Salem Swedish Methodist Episcopal Church (also known as John Fletcher Christian College Chapel) is a Methodist church complex in Kearney County, Nebraska, southwest of Axtell, Nebraska.

== History ==
The church was founded in 1883 to cater to the growing number of Swedish immigrants to Nebraska. The first church was erected in 1884 before being rebuilt in 1898. The church was originally set up as a Lutheran Augustinian church but due to dissatisfaction from the congregation, whom felt it was too much like the Church of Sweden, redenominated it into a Methodist church. It has served Methodism since then, though it has been run by different Methodist denominations throughout its existence. In 1972, the United Methodist Church sold it to the Evangelical Wesleyan Church.
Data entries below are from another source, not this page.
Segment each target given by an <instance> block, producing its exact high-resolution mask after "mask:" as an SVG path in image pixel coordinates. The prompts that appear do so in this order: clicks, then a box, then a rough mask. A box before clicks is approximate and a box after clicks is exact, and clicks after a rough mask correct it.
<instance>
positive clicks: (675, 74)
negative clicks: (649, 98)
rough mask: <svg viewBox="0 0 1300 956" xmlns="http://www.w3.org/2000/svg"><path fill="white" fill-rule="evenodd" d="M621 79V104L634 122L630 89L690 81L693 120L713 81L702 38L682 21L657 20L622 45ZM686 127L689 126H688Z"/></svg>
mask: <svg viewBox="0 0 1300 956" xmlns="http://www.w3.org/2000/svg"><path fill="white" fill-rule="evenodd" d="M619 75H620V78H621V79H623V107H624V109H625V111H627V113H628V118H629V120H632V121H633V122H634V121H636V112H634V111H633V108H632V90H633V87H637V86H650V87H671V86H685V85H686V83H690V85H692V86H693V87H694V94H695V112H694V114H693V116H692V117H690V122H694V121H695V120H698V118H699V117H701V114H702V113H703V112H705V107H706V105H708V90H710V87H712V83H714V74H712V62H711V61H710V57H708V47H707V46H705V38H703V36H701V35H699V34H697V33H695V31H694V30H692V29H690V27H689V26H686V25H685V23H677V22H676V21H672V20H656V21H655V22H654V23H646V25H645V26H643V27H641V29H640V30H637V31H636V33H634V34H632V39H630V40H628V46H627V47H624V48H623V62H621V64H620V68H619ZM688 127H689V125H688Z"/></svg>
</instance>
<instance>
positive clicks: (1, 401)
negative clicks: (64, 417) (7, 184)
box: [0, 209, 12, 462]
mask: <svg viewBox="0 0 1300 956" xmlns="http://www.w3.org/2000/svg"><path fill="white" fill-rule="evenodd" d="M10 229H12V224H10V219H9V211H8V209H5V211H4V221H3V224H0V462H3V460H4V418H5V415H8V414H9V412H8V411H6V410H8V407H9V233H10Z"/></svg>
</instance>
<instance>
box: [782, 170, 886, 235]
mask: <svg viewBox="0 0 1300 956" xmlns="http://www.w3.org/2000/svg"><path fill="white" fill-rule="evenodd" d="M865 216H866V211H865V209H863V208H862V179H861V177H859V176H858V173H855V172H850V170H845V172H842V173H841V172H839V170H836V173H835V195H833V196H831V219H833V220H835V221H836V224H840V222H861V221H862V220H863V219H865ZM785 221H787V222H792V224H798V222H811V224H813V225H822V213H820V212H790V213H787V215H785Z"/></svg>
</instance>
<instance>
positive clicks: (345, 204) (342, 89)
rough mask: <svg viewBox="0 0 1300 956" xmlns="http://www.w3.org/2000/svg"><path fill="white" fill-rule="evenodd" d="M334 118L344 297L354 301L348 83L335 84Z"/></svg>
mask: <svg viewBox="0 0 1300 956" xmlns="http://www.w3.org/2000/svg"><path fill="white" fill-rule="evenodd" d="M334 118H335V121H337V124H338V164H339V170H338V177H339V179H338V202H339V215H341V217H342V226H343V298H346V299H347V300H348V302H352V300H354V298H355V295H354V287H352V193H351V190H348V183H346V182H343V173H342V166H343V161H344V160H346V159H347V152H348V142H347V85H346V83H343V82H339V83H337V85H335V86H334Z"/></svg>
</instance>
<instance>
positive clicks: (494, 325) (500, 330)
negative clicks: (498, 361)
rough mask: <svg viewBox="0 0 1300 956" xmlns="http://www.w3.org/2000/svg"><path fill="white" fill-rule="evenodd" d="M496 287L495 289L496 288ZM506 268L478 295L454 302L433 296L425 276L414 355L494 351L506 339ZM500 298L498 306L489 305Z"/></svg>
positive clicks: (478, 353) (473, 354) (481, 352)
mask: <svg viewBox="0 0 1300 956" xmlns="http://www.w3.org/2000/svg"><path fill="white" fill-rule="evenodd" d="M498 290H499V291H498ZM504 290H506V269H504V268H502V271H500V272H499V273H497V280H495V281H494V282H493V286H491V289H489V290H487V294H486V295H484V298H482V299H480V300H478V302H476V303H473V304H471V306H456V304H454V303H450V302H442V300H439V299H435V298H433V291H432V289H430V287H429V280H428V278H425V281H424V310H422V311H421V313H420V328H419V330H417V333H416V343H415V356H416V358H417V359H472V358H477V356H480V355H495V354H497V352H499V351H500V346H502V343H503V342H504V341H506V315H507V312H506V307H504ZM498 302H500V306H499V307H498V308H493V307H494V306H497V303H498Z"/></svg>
The campus of the John Fletcher Christian College and Academy, which was founded in 1968, was moved to this location. John Fletcher Christian College trained ministers to serve in the Evangelical Wesleyan Church, a Methodist denomination aligned with the conservative holiness movement; it had an emphasis on the historic liturgy promulgated by John Wesley in The Sunday Service of the Methodists. The seminary functioned until 1995, the year the wife of its president, Larry Smith, died in an automobile accident.

== Design ==
The current church was built with Late Victorian/Late Carpenter Gothic style. There was a transition from the old church being in more of a traditional Swedish style whereas the new church was in more of a contemporary American gothic style. It was added to the National Register of Historic Places in 1982. The listing includes the church, a parsonage (1883), a cemetery, and a school, located on the campus of the John Fletcher Christian College and Academy.